Thursday, February 4, 2010

Gates Foundation Commits $13 Million to Eliminate Two Tropical Diseases

The Washington University School of Medicine in St. Louis has announced a five-year, $13 million grant from the Bill & Melinda Gates Foundation to improve efforts to eliminate two parasitic diseases, elephantiasis (lymphatic filariasis) and river blindness (onchocerciasis), in the developing world.

The grant will support a new project in which scientists at multiple universities work to determine whether existing drugs given in different doses and combinations can be more effective than current treatments. At WUSTL, a team will test the costs and benefits of twice-yearly mass drug administration versus the standard annual treatment of filarial infections. At the same time, scientists at the Case Western Reserve University School of Medicine will conduct two clinical trials of different treatments for lymphatic filariasis and one trial of new treatments for onchocerciasis, while scientists at Michigan State University and McGill University will review all available information on the drug flubendazole to determine how best to reformulate it for use against human filarial infections.

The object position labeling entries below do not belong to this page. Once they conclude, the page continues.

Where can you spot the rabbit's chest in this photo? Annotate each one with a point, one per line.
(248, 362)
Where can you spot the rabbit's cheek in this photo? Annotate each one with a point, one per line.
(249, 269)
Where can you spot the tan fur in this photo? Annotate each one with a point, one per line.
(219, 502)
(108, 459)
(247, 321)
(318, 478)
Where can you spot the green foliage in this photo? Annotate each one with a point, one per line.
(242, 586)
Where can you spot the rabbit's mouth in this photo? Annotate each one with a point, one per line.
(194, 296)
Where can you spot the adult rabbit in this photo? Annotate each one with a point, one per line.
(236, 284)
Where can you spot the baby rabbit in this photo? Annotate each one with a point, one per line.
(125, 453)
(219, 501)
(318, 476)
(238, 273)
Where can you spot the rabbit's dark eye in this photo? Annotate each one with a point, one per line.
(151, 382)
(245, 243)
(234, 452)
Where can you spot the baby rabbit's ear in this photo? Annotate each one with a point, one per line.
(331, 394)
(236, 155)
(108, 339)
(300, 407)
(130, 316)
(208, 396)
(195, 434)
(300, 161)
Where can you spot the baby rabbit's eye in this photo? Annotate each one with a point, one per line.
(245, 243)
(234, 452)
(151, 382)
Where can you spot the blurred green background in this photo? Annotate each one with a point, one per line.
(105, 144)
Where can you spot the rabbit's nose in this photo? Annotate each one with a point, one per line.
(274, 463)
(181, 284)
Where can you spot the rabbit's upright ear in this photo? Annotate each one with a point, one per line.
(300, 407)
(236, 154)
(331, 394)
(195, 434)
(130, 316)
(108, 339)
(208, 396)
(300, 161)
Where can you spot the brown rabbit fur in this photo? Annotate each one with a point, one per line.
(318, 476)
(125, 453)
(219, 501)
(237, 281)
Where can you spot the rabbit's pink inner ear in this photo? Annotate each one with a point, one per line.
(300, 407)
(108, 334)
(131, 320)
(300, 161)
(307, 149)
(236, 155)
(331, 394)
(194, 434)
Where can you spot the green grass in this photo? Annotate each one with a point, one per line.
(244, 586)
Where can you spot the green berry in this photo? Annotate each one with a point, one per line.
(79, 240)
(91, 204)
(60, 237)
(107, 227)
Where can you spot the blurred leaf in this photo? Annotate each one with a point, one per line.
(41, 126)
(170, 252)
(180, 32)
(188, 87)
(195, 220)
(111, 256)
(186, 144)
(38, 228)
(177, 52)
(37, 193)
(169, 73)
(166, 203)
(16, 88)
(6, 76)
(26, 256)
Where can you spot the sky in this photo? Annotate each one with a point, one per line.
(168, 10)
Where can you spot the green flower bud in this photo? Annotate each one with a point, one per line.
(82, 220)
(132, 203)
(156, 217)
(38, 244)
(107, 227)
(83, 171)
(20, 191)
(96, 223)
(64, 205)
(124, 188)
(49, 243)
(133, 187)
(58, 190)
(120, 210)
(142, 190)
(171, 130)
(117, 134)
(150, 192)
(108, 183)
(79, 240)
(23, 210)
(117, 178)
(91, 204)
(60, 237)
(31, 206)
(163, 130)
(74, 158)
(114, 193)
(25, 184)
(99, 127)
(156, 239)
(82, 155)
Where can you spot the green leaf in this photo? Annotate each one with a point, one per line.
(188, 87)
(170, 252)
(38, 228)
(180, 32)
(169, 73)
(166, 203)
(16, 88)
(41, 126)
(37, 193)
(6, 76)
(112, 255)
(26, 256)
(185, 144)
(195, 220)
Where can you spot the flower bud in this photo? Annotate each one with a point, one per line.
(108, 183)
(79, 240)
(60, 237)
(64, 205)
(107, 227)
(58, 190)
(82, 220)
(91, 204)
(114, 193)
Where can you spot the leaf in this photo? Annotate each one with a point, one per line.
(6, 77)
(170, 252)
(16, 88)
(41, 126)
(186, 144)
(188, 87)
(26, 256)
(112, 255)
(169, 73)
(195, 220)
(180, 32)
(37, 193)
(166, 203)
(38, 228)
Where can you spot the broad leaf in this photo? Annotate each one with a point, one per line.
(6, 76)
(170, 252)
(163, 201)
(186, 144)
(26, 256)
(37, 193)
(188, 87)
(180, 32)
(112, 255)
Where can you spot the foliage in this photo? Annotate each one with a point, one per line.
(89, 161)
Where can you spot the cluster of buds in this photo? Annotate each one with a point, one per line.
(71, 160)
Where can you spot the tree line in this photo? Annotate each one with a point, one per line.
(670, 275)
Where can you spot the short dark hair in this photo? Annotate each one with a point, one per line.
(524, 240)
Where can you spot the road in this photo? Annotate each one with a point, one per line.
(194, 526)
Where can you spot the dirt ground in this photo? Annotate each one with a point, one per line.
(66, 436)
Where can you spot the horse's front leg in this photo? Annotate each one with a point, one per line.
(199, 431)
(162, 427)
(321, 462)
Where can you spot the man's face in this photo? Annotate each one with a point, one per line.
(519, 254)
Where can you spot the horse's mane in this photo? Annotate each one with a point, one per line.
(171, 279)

Developed in the 1970s to fight lymphatic filariasis, the drug has been effective when administered by injection to animals and humans, though it can cause severe reactions in humans.

According to the World Health Organization, lymphatic filariasis, which is caused by tiny worms spread by mosquito bites, is a leading cause of disability worldwide, infecting an estimated 120 million people and causing symptoms in 40 million people. Onchocerca volvulus, which causes onchocerciasis, is spread by black fly bites and occurs mainly in Africa, where it infects an estimated 20 million people and has caused blindness in approximately 300,000 people.

"This project will work to optimize treatments that already are being used to help hundreds of millions of people," said Gary Weil, the project's principal investigator. "We have simple and cost-effective treatments for many neglected tropical diseases, and for a cost of about 50 cents per person we can alleviate a tremendous amount of human suffering and disability and...eliminate some of these diseases permanently."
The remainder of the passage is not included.